Der Anwendungsbereich für die Filterpflicht entspricht den bereits geltenden Filterlassen in Nordrhein-Westfalen, Niedersachsen und Schleswig-Holstein. Allerdings gehen die im Bund diskutierten Anpassungen in anderen Bereichen über die Ländervorgaben hinaus. Dies gilt beispielsweise für eine geforderte Pflicht zur Nachrüstung bei bestehenden Anlagen. Besonders gravierend wären die Pläne des Bundesumweltministeriums ausgerechnet für frei gelüftete Ställe, die unter Tierwohlaspekten als vorteilhaft gelten.
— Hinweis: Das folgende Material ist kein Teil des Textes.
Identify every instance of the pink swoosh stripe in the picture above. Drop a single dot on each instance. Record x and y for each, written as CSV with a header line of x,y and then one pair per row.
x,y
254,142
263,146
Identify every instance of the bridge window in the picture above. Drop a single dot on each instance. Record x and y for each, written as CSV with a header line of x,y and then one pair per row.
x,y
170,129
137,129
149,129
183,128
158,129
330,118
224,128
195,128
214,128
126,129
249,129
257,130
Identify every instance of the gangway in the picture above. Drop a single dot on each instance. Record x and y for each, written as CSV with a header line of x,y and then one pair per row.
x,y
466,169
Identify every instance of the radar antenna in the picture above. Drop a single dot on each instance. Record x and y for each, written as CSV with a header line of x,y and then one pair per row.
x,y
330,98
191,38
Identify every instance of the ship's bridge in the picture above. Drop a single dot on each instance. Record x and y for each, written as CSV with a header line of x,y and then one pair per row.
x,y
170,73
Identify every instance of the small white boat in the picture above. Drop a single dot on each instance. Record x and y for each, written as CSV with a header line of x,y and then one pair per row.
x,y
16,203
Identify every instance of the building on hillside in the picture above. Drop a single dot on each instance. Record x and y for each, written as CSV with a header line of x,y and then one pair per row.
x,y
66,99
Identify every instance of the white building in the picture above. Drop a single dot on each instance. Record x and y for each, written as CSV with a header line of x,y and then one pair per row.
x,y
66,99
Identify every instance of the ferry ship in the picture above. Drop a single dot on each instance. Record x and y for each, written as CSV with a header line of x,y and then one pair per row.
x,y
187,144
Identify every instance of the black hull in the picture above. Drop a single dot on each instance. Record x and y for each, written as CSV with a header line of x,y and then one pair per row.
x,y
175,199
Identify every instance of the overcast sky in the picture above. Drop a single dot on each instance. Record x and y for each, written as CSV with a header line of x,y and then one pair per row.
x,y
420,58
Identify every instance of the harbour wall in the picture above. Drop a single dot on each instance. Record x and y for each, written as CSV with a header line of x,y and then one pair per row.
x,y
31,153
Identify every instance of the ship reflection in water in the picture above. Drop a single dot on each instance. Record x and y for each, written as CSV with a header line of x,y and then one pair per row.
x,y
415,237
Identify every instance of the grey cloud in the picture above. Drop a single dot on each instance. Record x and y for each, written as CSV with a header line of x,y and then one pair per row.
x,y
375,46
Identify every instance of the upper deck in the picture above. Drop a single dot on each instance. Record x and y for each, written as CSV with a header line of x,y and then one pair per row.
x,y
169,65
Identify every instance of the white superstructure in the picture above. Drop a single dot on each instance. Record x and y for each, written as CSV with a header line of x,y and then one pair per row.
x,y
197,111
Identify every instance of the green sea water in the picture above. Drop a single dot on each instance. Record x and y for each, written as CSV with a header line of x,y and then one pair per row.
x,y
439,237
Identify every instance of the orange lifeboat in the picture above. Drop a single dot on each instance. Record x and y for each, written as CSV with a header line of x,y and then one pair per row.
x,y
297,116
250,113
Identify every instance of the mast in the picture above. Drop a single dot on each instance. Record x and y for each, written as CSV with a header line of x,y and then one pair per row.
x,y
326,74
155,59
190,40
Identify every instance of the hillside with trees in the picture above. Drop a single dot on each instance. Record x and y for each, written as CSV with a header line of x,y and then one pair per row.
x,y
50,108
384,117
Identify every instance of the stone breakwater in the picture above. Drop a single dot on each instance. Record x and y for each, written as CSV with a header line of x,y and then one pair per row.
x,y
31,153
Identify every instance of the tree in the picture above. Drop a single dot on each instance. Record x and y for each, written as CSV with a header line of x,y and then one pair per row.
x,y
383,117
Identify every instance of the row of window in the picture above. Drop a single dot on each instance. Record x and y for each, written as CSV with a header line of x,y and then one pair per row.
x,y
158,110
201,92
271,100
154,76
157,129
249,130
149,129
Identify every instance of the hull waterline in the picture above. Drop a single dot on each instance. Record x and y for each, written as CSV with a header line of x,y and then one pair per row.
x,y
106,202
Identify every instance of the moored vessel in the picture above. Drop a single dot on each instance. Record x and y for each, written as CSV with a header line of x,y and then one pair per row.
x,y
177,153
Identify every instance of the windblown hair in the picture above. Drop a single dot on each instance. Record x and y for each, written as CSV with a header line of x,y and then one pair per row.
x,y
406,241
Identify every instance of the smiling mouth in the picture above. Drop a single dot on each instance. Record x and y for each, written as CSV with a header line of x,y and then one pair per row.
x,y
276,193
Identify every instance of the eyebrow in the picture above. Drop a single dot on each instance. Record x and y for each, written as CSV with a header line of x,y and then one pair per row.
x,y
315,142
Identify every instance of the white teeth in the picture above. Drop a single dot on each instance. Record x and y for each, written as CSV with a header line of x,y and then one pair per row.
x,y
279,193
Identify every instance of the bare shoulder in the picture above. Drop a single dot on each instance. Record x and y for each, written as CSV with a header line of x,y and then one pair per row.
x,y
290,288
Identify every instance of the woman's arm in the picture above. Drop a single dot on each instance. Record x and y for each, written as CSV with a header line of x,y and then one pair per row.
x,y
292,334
Diese wären nach den bekannt gewordenen Arbeitsentwürfen in den genannten Größenordnungen – anders als bei den bestehenden Länderregelungen – überhaupt nicht mehr genehmigungsfähig.

 


Unterdessen bestätigte ein Sprecher des Bundesumweltministeriums Pläne seines Hauses, die Auflagen für bestimmte Anlagen der Intensivtierhaltung zu verschärfen, ohne jedoch Einzelheiten zu nennen. Neben Änderungen in der Technischen Anleitung (TA) Luft würden Anpassungen beim Umweltverträglichkeitsprüfungsgesetz (UVPG) geprüft. Die Beteiligung der anderen Ressorts erfolge zu gegebener Zeit im Rahmen der üblichen Ressortabstimmung.

 


Die Intensivtierhaltung belaste Natur und Umwelt und schränke die Lebensqualität auf dem Land ein, erklärte der Sprecher. Industrielle Tierhaltungsanlagen gehörten mittlerweile zu den größten Umweltsündern in Deutschland. Gülle verunreinige Gewässer und Böden, und die Nitratwerte lägen häufig deutlich über den zulässigen Grenzwerten. Zudem belaste die Intensivtierhaltung das Klima und die Luftqualität erheblich.